Publicly available oil and gas production data in Texas is a well-known obstacle when evaluating individual well performance. Many engineers and geologists within the oil and gas industry disregard the data source, believing it to be dishonest or unreliable due to the lease allocation process and weak reporting regulations. However, in this paper we present a methodology to responsibly exploit this vast public data source for strategic purposes using outlier identification, probabilistic forecasting tools, and Bayesian calibration to refine our analysis of multi-fractured horizontal well performance in the Midland Basin.
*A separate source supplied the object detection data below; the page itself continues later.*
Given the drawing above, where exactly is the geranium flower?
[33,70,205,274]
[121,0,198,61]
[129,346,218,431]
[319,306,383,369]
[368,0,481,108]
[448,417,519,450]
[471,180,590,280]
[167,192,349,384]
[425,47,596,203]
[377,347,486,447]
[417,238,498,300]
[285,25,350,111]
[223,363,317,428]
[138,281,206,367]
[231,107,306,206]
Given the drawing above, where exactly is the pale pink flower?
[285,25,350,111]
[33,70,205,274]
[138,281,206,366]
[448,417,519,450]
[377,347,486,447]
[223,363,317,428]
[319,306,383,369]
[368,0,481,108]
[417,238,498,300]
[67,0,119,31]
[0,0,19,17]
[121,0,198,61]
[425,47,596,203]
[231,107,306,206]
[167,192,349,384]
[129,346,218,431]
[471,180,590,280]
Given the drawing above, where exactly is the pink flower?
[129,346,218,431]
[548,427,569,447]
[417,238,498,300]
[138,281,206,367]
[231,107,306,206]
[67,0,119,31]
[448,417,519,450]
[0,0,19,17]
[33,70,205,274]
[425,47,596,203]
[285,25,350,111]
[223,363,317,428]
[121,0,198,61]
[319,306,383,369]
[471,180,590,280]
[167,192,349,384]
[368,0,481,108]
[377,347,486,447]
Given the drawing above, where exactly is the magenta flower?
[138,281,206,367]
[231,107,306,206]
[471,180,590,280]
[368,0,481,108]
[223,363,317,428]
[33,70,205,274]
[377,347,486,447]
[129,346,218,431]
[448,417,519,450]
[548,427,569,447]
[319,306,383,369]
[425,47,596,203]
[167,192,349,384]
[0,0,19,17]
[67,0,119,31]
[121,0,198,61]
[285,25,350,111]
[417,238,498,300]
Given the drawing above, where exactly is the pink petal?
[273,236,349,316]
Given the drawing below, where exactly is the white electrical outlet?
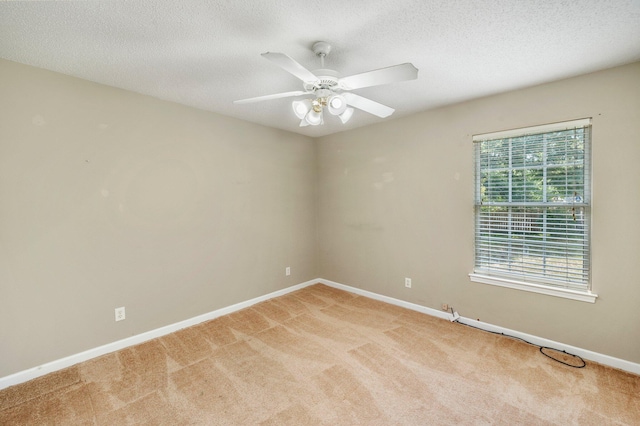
[116,306,125,321]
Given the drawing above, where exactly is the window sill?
[469,273,598,303]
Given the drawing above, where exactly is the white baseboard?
[0,280,319,389]
[317,279,640,375]
[0,278,640,389]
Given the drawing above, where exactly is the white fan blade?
[339,63,418,90]
[262,52,318,83]
[342,93,395,118]
[233,90,315,104]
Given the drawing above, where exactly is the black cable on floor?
[450,307,587,368]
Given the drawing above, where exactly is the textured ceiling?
[0,0,640,137]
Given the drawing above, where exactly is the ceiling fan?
[234,41,418,127]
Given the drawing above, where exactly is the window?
[470,119,597,302]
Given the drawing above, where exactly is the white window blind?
[473,119,591,291]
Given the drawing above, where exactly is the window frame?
[469,118,598,303]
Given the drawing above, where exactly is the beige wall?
[0,61,318,377]
[0,57,640,377]
[317,63,640,363]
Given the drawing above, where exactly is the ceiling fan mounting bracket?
[312,41,331,58]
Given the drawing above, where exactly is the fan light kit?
[234,41,418,126]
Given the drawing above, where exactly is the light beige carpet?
[0,284,640,425]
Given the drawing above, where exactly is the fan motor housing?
[304,69,340,91]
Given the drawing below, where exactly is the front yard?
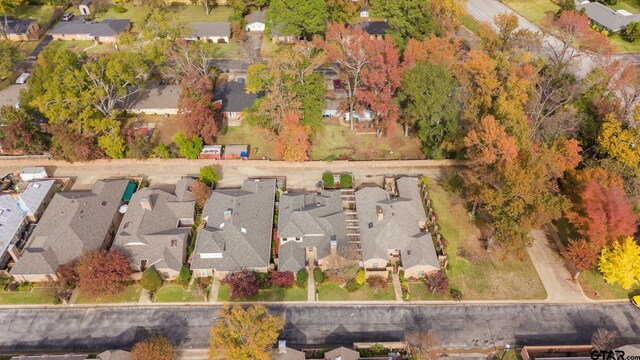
[410,182,547,300]
[316,281,396,301]
[75,283,142,304]
[218,285,307,302]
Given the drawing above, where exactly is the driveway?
[527,230,590,303]
[0,303,640,353]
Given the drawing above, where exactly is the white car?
[16,73,31,85]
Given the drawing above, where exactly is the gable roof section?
[214,80,262,112]
[191,180,276,271]
[11,180,129,275]
[49,19,129,36]
[356,177,439,268]
[113,178,195,271]
[190,22,231,37]
[576,2,640,31]
[278,190,347,272]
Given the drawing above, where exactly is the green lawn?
[317,281,396,301]
[217,121,274,159]
[153,284,208,302]
[578,270,640,300]
[311,124,424,160]
[47,40,116,55]
[0,286,55,305]
[502,0,560,25]
[201,39,242,59]
[428,182,547,300]
[5,5,56,27]
[76,284,142,304]
[218,285,307,302]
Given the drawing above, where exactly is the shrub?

A significant amount of operator performance analysis is currently being undertaken by the investment banking community and other third-party, non-operating companies. Our internal work to understand operator well performance in the Midland Basin in space and time is likely to have a unique perspective given access to higher quality data for better estimation and calibration of the public production data set. The work includes analysis of data quality issues such as lease production allocation and heuristics that were developed for acceptance of data for type curve generation. A machine learning algorithm is used to perform probabilistic decline curve analysis in order to provide an objective forecast evaluation of horizontal well production. We demonstrate partial calibration of the data set to higher resolution daily data and Bayesian updating of every forecast in the analysis as additional data is incorporated each month. Repeated performance accuracy tracking and vintaging to show stability and predictability of the forecasts increases confidence in the methodology and data set.
Our work reveals that recently drilled wells (c. 2015–2016) are forecasted to recover significantly more reserves - nearly twice as much in some areas - as compared to early asset developments. Is this due to improved operator practices or higher-quality resources? The ability to answer this question is where we find the true value of public data.